I nod, but the only thing I can think of is that interrupted lifetime and how I interrupted it.
Over the next days I play the part Steve has assigned me. I must play it well for Steve is pleased with the result. I don’t read the articles, not those or any of the others. I don’t do very much, unless Steve orders me to. Mostly I stare out the window. I am numb. Sometimes, I imagine what it might be like to make that leap. I look at my hands, at my feet, and see only brittleness.
At the funeral I wear a veil and hold Steve’s arm and wish I were invisible. I haven’t wanted to come. I cannot bear to think of Sandro’s body in that box. I cannot bear the gawking eyes, the looks of pity or suspicion, the pointing fingers. There are two distinct groups in the cemetery, the people from the Project, and the people from our side of town - a few friends and supporters, a few journalists. I do not like the glances either group casts my way.
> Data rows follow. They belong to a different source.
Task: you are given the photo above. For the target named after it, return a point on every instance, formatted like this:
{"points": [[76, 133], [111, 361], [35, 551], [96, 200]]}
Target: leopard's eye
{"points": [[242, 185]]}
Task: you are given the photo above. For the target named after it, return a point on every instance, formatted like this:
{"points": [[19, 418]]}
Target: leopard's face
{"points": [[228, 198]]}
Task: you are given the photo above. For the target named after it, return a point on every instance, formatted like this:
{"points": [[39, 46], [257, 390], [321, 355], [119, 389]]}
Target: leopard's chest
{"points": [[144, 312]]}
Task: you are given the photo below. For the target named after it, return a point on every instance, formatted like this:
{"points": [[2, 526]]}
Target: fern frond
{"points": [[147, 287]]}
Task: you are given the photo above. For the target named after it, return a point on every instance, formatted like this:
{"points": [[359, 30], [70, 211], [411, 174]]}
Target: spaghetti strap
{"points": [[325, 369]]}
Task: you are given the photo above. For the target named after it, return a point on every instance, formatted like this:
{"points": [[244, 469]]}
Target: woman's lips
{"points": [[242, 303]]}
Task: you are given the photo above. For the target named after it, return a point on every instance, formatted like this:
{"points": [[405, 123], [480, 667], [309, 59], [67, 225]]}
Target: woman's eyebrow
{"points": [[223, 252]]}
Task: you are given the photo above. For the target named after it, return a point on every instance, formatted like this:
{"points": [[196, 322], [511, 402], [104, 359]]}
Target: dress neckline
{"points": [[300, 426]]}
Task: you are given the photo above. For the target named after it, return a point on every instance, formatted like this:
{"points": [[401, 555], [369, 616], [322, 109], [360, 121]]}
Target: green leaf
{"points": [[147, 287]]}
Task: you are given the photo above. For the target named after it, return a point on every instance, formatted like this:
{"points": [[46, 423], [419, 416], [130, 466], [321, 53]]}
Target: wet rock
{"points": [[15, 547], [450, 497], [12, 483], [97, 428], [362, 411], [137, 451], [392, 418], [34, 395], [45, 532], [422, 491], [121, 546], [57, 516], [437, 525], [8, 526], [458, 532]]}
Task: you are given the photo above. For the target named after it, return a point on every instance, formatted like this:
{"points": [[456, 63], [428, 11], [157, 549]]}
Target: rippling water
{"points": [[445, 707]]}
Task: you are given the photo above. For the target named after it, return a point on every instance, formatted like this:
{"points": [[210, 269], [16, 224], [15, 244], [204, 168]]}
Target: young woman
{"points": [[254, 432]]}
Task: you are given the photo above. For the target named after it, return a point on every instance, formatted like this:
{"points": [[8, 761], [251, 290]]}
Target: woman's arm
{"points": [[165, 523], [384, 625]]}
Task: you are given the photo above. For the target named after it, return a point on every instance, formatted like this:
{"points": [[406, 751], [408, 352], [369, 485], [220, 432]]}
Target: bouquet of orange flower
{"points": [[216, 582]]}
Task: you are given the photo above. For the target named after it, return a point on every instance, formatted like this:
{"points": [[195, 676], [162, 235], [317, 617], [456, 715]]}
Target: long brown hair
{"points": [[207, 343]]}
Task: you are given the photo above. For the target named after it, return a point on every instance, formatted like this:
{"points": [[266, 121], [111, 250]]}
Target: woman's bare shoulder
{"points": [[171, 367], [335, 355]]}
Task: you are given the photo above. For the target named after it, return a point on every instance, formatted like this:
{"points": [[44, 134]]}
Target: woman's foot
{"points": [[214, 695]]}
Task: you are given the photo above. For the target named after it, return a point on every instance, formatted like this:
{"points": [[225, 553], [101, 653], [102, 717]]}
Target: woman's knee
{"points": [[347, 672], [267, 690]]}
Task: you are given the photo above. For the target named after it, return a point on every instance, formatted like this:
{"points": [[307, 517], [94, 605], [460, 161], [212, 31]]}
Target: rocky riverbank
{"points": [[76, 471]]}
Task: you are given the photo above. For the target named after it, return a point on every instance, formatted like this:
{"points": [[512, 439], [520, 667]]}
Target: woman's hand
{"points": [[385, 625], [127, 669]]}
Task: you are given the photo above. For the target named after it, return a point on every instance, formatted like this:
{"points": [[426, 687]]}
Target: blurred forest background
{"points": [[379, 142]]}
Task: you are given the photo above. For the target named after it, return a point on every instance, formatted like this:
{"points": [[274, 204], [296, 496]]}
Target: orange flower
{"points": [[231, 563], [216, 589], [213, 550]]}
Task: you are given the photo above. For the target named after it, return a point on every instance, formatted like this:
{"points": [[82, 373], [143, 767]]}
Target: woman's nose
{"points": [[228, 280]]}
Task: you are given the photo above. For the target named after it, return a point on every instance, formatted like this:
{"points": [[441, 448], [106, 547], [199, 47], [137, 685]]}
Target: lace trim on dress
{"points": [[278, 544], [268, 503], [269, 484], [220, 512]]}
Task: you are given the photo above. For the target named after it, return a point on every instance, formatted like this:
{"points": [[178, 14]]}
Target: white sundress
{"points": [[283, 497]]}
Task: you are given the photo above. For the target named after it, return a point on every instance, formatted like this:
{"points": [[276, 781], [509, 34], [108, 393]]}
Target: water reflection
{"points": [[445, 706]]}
Valeria and José can barely restrain their hostility and march past me with their chins high. Carmen stops to squeeze my arm, but rushes away. I realise why a moment later as a small woman steps up to me and tears the veil from my face. ‘That’s her,’ she shouts. ‘Murderer, Bitch,’ she starts to pummel my chest. I don’t know whether it is those fists or the sound of a camera’s click, but I push her, push her hard, as if I were once again a girl in a schoolground. A child shrieks and I see a small face, Sandro’s face atop a pudgy body held by an old man, and then Steve is pulling me away, urging me towards the car.
Two days later, the letters start, raging, raving, incoherent, but clear enough in their intent. Like furies in ceaseless pursuit, they proclaim me a murderer.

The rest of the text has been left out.